Advice to Companies. Business entities that could be governed by the UK Bribery Act, including those that operate multi-nationally but are not incorporated in the UK, should review and implement, as appropriate, the Principles of Bribery Prevention that are set forth in the Guidance. These following six principles of bribery prevention recognize that the preventive measures are flexible and proportionate and depend on many factors, including the size of the organization:
- Proportionate procedures.

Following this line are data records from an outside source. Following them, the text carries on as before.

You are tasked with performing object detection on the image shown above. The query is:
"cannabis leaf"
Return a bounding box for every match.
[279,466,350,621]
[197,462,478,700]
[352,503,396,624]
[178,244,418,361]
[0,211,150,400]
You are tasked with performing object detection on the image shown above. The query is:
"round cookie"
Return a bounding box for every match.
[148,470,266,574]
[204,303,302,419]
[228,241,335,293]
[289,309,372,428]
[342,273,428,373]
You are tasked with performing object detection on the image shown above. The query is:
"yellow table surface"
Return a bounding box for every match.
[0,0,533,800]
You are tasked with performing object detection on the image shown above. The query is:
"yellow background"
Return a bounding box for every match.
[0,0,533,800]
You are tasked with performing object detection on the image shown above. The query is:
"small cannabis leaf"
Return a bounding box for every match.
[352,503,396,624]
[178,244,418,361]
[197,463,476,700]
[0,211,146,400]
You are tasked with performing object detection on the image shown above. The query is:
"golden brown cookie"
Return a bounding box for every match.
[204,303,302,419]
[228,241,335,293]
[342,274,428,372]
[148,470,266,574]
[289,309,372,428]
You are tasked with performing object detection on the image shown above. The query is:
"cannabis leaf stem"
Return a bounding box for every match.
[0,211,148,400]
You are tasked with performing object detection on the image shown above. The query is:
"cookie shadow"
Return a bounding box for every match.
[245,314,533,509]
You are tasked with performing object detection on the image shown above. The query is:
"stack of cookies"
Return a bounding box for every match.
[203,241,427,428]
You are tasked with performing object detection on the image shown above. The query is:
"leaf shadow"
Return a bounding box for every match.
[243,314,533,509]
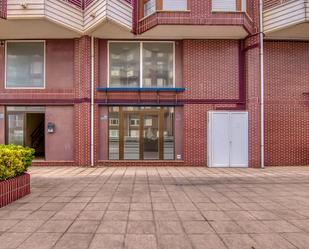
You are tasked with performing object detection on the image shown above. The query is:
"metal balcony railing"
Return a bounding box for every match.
[212,0,250,12]
[264,0,292,9]
[63,0,133,9]
[0,0,7,19]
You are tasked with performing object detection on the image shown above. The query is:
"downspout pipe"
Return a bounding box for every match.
[259,0,265,169]
[90,36,94,167]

A company’s procedures to prevent bribery by persons associated with it are proportionate to the bribery risks faced by the entity, and to the “nature, scale and complexity” of the organization’s activities. The procedures are to be “clear, practical, accessible, effectively implemented and enforced”. Therefore, the first step for each company in determining the appropriate bribery prevention procedures should be to conduct a risk assessment of its entire organization. Bribery prevention procedures may be stand-alone procedures or part of more expansive guidance.
- Top-level commitment of zero tolerance towards bribery. The top level of a company must be committed to preventing bribery by persons associated with it, and must foster a corporate culture in which bribery is never acceptable. Top-level management commitment, no matter the size or structure of an organization, is likely to include communication of the company’s stance against bribery, and an “appropriate degree of involvement in developing bribery prevention procedures”. Such communications are likely to include a commitment to zero tolerance towards bribery and an articulation of the business benefits of a prohibition against bribery.
- Risk assessment. Companies are expected to assess the nature and extent of their exposure to “potential external and internal risks of bribery” by individuals associated with them. Business entities are to ensure that this assessment is “periodic, informed and documented”. Some of the risk assessment tools could include oversight of the risk assessment by top management, appropriate resourcing of these efforts depending upon the size of the business, and due diligence inquiries as a risk mitigation tool.
- Due Diligence. Business entities should apply due diligence procedures, taking a proportionate and risk-based approach, regarding all persons who “perform or will perform services for or on behalf” of the company in order to mitigate risks it has identified regarding bribery. These efforts can be taken by either internal company resources or external consultants.
- Communications and Training. Businesses are to ensure that bribery prevention policies and procedures are “embedded and understood” through their organizations through internal and external communications and training proportionate to the risks faced that bribery could be committed by those who work in the organization. Recommended communications are those pertaining to policies on such matters as decision making, financial controls, hospitality and promotional expenditure, facilitation payments, training, charitable and political donations, penalties for breach of company rules, and the explanation of management roles at all levels to prevent bribery.
- Monitoring and Review. Companies should monitor and review procedures created to prevent bribery by individuals associated with the business, and to make necessary improvements. Examples of such procedures include: 1) systems established to deter, detect and investigate bribery; 2) programs to monitor the ethical quality of business transactions; and 3) internal financial control mechanisms.